High-Level Design
The transformer is a sequence-to-sequence architecture introduced by Vaswani et al. in “attention-is-all-you-need” (2017). It replaces recurrence entirely with self-attention, enabling full parallelization across sequence positions. The original model follows an encoder-decoder structure: a stack of 6 encoder layers maps an input sequence to continuous representations, and a stack of 6 decoder layers generates an output sequence autoregressively.
Key Components
- Multi-head self-attention. Each layer computes scaled dot-product attention across multiple heads in parallel, allowing the model to attend to information from different representation subspaces at different positions.
- positional-encoding. Since the architecture contains no recurrence or convolution, sinusoidal positional encodings are added to input embeddings to inject sequence order information.
- Position-wise feed-forward networks. Each layer includes a two-layer fully connected network applied independently to each position, with a ReLU activation in between.

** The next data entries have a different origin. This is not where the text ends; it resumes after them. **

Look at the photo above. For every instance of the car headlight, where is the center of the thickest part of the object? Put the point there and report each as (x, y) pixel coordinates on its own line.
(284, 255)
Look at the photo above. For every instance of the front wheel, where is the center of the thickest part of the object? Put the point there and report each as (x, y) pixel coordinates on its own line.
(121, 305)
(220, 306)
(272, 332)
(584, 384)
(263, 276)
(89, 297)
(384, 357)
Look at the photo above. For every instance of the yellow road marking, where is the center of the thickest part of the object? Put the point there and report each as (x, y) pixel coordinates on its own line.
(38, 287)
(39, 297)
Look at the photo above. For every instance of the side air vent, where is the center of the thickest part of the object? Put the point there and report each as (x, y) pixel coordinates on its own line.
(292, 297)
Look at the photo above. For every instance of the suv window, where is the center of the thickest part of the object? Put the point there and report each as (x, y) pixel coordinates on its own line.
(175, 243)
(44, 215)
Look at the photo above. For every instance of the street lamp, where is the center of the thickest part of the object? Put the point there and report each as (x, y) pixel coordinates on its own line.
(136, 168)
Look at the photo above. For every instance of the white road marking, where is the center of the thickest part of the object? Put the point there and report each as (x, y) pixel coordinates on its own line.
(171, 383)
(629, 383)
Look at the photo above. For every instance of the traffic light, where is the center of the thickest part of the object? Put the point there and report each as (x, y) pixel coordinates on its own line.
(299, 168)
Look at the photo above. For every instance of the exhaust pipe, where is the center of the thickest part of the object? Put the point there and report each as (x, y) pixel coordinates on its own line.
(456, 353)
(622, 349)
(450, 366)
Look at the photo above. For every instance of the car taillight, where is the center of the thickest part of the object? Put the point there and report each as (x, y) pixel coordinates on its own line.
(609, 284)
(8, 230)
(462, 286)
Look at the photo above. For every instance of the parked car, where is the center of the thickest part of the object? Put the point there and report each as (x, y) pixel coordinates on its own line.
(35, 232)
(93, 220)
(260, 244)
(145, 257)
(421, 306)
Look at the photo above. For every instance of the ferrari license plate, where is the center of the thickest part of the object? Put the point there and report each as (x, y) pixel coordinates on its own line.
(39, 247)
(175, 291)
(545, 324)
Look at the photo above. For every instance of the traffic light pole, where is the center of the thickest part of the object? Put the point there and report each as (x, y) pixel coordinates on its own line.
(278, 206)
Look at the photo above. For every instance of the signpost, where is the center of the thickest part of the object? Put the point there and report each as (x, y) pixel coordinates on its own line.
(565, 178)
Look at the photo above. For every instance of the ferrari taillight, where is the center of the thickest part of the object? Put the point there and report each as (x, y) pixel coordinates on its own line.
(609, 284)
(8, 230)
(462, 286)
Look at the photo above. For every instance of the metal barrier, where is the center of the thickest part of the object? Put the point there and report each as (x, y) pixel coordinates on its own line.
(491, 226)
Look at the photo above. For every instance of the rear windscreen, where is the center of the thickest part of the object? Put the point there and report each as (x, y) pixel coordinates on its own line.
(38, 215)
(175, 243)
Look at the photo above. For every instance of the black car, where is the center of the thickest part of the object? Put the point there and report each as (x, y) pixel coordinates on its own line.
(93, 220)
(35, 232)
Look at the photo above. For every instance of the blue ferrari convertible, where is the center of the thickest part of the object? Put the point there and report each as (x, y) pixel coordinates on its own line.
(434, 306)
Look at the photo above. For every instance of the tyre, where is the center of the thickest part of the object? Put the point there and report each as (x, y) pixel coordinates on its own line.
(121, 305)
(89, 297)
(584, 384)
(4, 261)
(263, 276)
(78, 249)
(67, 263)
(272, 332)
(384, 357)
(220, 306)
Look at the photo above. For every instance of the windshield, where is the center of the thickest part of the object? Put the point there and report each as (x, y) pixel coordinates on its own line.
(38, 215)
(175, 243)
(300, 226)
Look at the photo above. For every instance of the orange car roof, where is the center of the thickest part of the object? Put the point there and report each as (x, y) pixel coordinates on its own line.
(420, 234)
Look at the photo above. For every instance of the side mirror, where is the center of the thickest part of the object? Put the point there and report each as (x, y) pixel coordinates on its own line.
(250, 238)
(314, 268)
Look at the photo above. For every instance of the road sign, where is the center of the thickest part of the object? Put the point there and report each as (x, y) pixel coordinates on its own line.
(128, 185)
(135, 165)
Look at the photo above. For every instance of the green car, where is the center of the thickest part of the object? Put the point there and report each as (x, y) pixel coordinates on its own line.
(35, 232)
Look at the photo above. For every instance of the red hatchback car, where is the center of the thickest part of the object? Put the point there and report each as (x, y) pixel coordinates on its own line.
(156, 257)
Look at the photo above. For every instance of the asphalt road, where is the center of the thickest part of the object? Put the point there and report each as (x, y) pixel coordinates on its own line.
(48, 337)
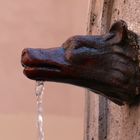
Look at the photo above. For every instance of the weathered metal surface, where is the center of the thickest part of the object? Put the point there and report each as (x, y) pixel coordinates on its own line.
(106, 64)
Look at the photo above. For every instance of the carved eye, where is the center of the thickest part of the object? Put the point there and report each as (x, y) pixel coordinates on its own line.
(80, 55)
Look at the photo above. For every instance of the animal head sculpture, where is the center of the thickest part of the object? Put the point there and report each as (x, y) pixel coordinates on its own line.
(106, 64)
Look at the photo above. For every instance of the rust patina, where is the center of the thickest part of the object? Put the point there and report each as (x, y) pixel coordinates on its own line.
(106, 64)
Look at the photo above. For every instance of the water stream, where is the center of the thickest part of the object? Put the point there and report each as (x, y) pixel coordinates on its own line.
(39, 93)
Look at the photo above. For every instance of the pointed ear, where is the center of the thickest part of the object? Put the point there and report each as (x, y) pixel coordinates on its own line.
(118, 31)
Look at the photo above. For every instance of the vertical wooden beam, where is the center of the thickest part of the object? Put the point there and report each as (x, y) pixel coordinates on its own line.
(99, 19)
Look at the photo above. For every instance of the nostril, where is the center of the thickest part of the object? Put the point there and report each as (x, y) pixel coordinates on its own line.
(24, 52)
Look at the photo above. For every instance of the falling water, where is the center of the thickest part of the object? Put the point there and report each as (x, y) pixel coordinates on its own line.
(39, 93)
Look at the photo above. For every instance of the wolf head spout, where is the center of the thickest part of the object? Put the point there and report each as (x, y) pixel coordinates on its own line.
(106, 64)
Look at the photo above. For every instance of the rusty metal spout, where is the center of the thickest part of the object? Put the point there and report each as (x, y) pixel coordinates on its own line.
(106, 64)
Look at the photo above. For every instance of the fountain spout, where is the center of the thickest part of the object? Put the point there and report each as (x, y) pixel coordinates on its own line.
(107, 64)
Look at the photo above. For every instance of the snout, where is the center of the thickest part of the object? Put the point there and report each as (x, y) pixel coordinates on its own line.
(43, 64)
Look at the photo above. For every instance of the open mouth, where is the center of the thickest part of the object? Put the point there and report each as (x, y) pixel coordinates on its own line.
(47, 67)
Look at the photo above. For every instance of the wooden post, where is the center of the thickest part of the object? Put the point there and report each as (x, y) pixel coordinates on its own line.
(105, 120)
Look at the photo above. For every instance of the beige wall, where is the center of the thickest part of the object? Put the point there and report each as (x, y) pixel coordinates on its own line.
(38, 23)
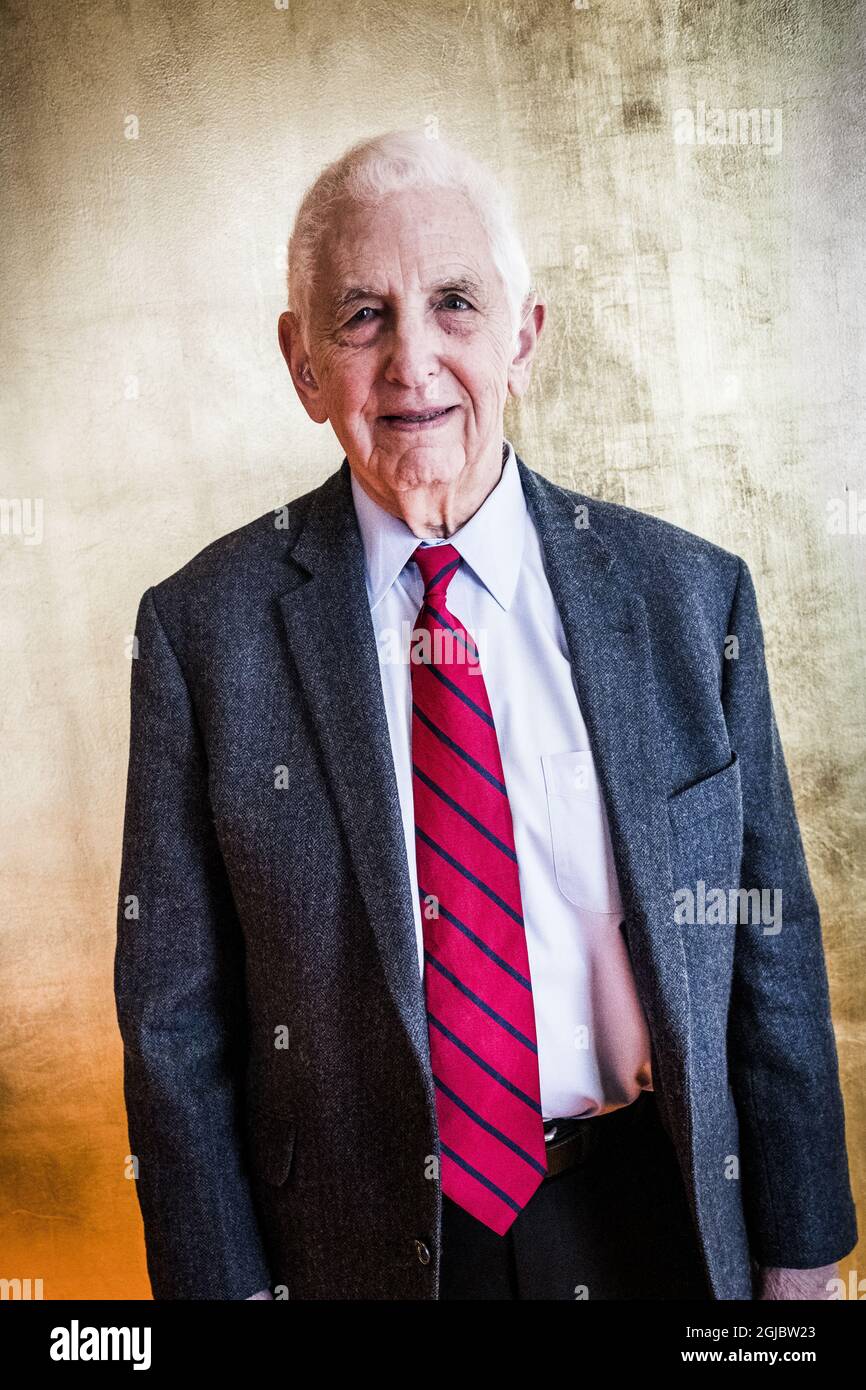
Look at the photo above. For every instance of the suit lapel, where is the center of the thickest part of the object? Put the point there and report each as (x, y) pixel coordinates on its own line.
(332, 644)
(608, 638)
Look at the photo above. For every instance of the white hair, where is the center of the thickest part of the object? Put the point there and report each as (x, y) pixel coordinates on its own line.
(385, 164)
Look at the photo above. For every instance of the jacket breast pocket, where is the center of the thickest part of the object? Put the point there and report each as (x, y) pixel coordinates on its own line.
(580, 837)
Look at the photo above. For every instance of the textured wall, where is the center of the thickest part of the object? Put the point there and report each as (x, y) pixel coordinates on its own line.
(704, 360)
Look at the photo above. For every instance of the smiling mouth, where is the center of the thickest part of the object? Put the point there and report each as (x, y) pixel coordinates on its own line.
(420, 416)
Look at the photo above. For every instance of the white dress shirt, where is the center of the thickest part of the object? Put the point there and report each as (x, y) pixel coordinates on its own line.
(591, 1029)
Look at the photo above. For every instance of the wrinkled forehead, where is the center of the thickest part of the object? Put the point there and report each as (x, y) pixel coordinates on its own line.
(417, 238)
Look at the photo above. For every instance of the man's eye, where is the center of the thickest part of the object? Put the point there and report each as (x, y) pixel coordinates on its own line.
(459, 298)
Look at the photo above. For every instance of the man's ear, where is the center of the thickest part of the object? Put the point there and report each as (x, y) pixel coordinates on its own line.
(520, 366)
(300, 367)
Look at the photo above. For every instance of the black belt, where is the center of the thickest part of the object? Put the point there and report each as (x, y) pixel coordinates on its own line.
(574, 1140)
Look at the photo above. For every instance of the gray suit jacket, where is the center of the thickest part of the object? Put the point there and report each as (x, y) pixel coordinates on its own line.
(275, 1052)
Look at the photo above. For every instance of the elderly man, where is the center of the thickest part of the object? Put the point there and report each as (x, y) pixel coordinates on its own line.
(423, 770)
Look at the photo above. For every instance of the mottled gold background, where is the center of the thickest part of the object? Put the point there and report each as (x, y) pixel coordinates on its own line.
(704, 362)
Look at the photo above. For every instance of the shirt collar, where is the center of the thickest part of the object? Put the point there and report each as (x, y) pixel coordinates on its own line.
(489, 542)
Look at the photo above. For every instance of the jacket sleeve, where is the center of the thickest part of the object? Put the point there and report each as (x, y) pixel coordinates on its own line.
(781, 1047)
(178, 976)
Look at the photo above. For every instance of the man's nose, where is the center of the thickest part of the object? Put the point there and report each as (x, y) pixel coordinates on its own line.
(413, 352)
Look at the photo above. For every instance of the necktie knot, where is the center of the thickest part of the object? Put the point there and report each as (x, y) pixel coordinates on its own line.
(438, 565)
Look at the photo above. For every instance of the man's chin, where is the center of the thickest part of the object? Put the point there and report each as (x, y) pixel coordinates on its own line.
(419, 464)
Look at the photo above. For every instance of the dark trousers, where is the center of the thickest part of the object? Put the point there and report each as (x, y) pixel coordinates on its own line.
(616, 1225)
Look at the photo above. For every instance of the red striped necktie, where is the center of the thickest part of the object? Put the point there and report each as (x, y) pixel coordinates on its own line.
(483, 1044)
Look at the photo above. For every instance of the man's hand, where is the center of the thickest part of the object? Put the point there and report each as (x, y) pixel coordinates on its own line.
(797, 1283)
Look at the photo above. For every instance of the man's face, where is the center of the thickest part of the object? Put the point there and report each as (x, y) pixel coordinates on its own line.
(410, 349)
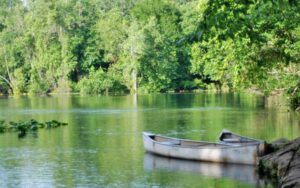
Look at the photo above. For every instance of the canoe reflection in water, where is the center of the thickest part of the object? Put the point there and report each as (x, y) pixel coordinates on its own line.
(243, 173)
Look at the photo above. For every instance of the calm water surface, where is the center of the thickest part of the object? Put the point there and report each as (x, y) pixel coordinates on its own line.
(102, 145)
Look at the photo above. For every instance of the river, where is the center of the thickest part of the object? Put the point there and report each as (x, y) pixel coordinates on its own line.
(102, 145)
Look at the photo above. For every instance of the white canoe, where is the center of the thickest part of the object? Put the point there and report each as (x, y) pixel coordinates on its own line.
(200, 150)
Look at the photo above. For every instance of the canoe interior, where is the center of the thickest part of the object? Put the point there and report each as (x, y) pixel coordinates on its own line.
(228, 137)
(182, 142)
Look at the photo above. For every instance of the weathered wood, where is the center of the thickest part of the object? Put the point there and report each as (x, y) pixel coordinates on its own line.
(283, 164)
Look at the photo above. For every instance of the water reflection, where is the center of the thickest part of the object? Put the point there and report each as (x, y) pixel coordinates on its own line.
(243, 173)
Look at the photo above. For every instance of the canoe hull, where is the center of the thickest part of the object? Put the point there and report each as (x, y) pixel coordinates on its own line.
(221, 154)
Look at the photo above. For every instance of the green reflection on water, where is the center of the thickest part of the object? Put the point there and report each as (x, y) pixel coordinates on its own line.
(102, 145)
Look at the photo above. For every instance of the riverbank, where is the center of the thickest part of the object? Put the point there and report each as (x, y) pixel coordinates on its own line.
(282, 165)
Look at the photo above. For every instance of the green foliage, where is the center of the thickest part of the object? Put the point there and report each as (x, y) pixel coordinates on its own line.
(97, 82)
(102, 46)
(22, 127)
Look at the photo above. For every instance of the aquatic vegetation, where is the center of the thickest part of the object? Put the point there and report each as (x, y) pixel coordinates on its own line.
(22, 127)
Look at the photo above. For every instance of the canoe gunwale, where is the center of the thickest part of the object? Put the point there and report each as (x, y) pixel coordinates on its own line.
(206, 145)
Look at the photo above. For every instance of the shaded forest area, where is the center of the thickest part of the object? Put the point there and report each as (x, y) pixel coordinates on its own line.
(100, 46)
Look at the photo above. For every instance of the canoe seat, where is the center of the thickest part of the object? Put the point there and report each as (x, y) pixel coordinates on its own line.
(171, 142)
(231, 140)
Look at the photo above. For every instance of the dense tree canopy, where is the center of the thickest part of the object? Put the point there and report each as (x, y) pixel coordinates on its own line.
(101, 46)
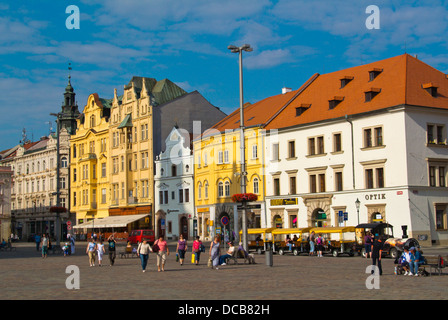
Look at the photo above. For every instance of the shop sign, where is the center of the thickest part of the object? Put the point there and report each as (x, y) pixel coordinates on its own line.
(375, 196)
(283, 202)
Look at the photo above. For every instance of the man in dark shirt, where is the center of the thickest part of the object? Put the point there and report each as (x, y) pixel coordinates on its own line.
(112, 244)
(377, 249)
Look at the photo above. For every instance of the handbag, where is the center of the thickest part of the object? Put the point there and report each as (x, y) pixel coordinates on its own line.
(155, 248)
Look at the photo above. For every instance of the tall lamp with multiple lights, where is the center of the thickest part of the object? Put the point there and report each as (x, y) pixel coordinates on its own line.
(240, 50)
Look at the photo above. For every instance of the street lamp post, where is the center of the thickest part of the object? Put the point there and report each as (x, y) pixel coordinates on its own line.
(240, 50)
(58, 191)
(358, 204)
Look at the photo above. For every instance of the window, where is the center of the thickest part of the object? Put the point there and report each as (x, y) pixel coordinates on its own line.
(338, 181)
(254, 151)
(441, 217)
(275, 152)
(437, 173)
(333, 103)
(220, 189)
(370, 94)
(316, 146)
(436, 134)
(181, 195)
(292, 185)
(103, 195)
(103, 170)
(276, 186)
(337, 142)
(346, 80)
(373, 137)
(322, 182)
(374, 174)
(291, 149)
(373, 73)
(256, 188)
(313, 186)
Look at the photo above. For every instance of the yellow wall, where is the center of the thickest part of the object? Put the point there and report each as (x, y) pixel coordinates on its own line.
(89, 151)
(214, 172)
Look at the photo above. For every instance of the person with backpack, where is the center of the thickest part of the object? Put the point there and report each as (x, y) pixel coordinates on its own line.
(197, 249)
(112, 252)
(181, 249)
(320, 245)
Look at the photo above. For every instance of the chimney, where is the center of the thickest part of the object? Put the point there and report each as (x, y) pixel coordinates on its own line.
(286, 90)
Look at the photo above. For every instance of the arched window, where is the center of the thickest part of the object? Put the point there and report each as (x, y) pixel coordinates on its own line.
(227, 189)
(64, 162)
(206, 190)
(200, 190)
(256, 190)
(220, 189)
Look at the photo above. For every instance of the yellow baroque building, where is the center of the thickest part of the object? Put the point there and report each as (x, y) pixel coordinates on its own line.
(90, 195)
(218, 177)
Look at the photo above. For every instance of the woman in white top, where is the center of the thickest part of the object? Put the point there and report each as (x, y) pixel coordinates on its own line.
(100, 251)
(143, 251)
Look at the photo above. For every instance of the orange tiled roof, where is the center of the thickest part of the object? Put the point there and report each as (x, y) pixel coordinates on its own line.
(259, 113)
(399, 80)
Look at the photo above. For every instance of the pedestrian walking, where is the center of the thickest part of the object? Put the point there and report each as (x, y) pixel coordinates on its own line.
(377, 250)
(100, 251)
(320, 245)
(112, 252)
(162, 253)
(368, 240)
(143, 251)
(37, 238)
(44, 243)
(215, 252)
(197, 246)
(90, 250)
(181, 249)
(72, 244)
(312, 243)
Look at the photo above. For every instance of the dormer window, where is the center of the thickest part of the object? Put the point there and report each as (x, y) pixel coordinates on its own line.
(373, 73)
(371, 93)
(345, 80)
(335, 101)
(303, 107)
(431, 88)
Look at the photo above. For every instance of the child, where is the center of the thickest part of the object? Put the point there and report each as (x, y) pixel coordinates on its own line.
(65, 249)
(100, 251)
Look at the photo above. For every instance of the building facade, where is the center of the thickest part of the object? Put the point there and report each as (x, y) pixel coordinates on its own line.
(89, 167)
(5, 203)
(174, 187)
(34, 185)
(373, 135)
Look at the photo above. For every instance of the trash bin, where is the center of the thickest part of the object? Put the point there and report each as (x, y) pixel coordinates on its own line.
(268, 255)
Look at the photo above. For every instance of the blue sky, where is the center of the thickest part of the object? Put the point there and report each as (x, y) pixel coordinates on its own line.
(186, 41)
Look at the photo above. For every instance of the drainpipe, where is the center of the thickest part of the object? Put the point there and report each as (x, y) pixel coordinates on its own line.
(353, 150)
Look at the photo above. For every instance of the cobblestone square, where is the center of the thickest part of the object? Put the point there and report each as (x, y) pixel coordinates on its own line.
(27, 276)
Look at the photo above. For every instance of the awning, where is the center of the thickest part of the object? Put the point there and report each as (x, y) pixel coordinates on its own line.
(126, 123)
(111, 221)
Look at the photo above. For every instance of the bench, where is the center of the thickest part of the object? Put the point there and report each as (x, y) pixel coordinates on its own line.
(433, 262)
(239, 255)
(55, 249)
(8, 247)
(128, 254)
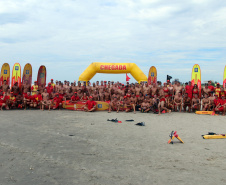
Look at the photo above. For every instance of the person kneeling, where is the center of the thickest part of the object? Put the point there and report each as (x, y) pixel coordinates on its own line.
(90, 105)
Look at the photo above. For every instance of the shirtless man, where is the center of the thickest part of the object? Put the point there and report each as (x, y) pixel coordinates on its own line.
(206, 101)
(178, 102)
(45, 100)
(114, 105)
(196, 103)
(26, 87)
(186, 102)
(145, 106)
(5, 86)
(15, 89)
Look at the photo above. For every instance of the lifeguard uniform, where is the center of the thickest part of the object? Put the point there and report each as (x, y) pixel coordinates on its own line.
(218, 91)
(34, 89)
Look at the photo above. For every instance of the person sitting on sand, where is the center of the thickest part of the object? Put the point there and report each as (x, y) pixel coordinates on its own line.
(90, 105)
(114, 105)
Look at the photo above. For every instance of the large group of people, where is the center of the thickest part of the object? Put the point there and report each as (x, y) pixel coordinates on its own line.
(156, 98)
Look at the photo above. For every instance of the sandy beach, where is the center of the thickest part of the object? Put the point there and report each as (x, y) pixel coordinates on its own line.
(71, 147)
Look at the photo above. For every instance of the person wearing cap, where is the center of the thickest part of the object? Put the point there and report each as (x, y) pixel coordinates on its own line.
(90, 105)
(26, 87)
(15, 89)
(49, 89)
(74, 98)
(57, 101)
(34, 88)
(52, 83)
(46, 99)
(5, 86)
(114, 105)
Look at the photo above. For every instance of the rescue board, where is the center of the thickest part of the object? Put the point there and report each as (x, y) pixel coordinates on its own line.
(27, 74)
(41, 79)
(16, 75)
(212, 135)
(152, 75)
(5, 74)
(196, 77)
(101, 105)
(224, 78)
(204, 112)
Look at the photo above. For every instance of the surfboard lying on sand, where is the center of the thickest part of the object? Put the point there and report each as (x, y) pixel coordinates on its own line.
(16, 75)
(196, 77)
(212, 135)
(41, 79)
(5, 74)
(27, 74)
(204, 112)
(152, 75)
(224, 78)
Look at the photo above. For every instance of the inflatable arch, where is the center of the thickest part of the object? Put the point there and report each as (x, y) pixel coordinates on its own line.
(113, 68)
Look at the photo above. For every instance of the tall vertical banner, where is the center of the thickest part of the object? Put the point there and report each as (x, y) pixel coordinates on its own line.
(16, 75)
(27, 74)
(152, 75)
(224, 78)
(5, 74)
(196, 77)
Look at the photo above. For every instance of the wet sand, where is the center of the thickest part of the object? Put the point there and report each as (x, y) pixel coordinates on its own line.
(68, 147)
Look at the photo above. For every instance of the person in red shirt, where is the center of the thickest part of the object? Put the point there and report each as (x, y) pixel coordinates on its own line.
(58, 101)
(49, 89)
(37, 99)
(90, 105)
(74, 98)
(211, 87)
(28, 100)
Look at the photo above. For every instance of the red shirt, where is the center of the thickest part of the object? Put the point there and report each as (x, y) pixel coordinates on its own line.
(49, 89)
(90, 104)
(58, 99)
(75, 98)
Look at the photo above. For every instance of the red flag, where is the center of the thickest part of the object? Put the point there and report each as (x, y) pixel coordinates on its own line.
(127, 77)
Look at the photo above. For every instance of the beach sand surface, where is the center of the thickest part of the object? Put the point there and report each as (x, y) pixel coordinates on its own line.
(72, 147)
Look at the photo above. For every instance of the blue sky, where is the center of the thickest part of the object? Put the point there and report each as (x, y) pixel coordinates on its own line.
(67, 35)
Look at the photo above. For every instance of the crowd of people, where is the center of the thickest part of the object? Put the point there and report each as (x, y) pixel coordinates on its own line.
(156, 98)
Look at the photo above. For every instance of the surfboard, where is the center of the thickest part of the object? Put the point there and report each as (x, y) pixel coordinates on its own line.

- Layer normalization and residual connections. Every sub-layer (attention and feed-forward) is wrapped with a residual connection followed by layer normalization, stabilizing training of deep stacks.
Variants
The transformer spawned three major architectural families:
- Encoder-only (bert-architecture): bidirectional attention over the full input, used for classification and representation learning.
- Decoder-only (gpt): causal (left-to-right) attention, used for language generation and modern LLMs.
- Encoder-decoder (encoder-decoder): the original layout, used by t5 and machine translation systems.
Training Details
The original transformer was trained on WMT 2014 English-German and English-French translation using the Adam optimizer with a warmup-then-decay learning rate schedule. Training used label smoothing and dropout for regularization.
Strengths and Weaknesses
Strengths. Full parallelization across positions makes training far more efficient than RNNs. Self-attention captures long-range dependencies in a single layer, regardless of distance. The architecture scales well with data and compute, as demonstrated by scaling-laws.
Weaknesses. Self-attention has O(n^2) time and memory complexity in sequence length, limiting context windows. This has been partially addressed by efficient attention methods such as flash-attention and sparse attention patterns.
Notable Models
The transformer is the foundation of virtually all modern large language models, including gpt, bert-architecture, t5, LLaMA, PaLM, and Claude. It also underpins vision transformers (ViT), audio models (Whisper), and multimodal systems.